Sela has said that she prioritises having a career in Israel instead of pursuing opportunities elsewhere; “Tel Aviv cannot be replaced by any city in the world. It’s always surprising to people, but it’s really not my dream to succeed in America, I want to succeed here, to work here, to do Israeli work … it was important to me to stay here.”[3]
In 2013 she was cast as the female lead in Beauty and the Baker alongside Alush after Bar Refaeli exited the role.[11] Sela plays Noa Hollander a privileged Ashkenazi model and heiress that falls in love with a working-class Yemenite baker Amos Dahari (Alush). The series was positively reviewed by Haaretz newspaper.[12] In 2017 Amazon acquired global rights of the first two seasons of the show to stream them worldwide on Amazon Prime Video.[13]
In 2023 she starred alongside Yehuda Levi in A Body That Works, a surrogacy drama series on Keshet 12. The series was a major success in Israel, and was the highest rated drama of 2023 in the country. Sela won the Best Actress award for an international series at Series Mania in France.[16]
It was released internationally by Netflix.[17][18]
In 2010 she married Israeli businessman Ariel Rotter, with whom she has three children.[3]
Sela became a vegetarian in 2007 and then began to approach veganism as well. In an interview with the Pnai Plus newspaper in November 2015, she defined herself as "90% vegan".[23][24] In 2014, she participated in a broadcast by the Vegan Friendly organization, which opposes the harm to cows in the dairy industry and calls for avoiding the consumption of dairy products.[25][26]
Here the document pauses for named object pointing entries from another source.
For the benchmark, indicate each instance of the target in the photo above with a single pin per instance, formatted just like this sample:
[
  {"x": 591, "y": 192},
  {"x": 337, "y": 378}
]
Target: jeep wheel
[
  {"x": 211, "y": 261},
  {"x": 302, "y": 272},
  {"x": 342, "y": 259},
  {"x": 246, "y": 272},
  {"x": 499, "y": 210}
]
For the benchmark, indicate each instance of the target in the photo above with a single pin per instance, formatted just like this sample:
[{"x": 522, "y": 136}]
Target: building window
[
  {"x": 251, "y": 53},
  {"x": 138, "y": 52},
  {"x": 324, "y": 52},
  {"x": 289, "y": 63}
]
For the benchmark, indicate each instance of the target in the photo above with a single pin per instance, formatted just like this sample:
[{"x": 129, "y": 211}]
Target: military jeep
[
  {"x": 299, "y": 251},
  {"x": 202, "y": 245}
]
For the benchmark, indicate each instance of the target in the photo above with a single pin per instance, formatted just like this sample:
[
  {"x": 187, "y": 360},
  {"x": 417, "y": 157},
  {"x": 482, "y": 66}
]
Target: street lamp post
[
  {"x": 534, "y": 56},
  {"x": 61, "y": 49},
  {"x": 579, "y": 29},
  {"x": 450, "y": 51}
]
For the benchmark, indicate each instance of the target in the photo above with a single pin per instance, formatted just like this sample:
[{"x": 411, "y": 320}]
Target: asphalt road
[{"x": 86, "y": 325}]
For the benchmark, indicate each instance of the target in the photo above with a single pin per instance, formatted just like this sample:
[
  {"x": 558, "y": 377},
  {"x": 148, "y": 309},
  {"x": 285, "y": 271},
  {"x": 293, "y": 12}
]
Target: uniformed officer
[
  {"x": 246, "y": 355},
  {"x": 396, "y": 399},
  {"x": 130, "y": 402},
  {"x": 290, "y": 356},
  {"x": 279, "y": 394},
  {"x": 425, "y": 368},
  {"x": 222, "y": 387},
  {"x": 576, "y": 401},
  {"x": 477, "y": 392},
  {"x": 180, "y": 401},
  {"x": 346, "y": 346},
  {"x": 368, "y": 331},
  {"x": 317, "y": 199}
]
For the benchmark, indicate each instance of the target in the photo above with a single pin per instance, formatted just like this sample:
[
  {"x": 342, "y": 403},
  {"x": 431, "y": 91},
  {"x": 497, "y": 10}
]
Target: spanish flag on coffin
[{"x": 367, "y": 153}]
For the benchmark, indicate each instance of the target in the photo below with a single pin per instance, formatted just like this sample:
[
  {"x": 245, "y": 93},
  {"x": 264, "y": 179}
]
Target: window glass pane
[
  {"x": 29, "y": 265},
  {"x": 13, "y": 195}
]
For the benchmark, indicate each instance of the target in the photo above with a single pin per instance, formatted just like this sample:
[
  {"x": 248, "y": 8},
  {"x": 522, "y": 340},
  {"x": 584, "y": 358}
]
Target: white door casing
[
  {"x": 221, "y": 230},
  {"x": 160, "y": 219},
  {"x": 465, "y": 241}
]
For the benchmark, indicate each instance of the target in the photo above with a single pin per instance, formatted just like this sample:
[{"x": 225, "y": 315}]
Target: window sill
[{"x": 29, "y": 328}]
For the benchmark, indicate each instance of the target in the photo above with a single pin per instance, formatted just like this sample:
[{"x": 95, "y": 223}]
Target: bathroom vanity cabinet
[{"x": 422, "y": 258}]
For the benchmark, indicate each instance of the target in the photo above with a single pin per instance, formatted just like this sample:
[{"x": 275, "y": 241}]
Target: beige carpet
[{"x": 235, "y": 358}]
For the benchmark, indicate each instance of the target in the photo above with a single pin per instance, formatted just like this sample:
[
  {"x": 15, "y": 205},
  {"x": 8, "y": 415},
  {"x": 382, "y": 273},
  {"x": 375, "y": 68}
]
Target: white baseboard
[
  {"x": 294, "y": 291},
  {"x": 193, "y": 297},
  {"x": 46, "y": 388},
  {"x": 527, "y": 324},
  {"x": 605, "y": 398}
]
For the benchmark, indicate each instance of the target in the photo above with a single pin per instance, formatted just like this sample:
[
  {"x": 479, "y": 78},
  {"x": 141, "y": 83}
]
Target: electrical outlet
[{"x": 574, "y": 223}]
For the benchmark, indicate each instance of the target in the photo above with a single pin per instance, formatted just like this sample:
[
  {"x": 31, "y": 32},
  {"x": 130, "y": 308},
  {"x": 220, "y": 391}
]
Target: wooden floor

Sela has supported LGBT rights, telling ynet in 2015 that "I would give Nora Grinberg a torch, she's among the first [openly] transgender people in Israel, and it's very important that gays, lesbians and transgenders get a stage." And when asked whether the #MeToo movement had become too extreme she replied that "The situation before the #MeToo movement was extreme, this world in which men allowed themselves to talk and behave to women in an uninhibited way. The campaign is very important, and even if at the moment it feels to some people too extreme, it is okay and eventually the middle will be found."[3]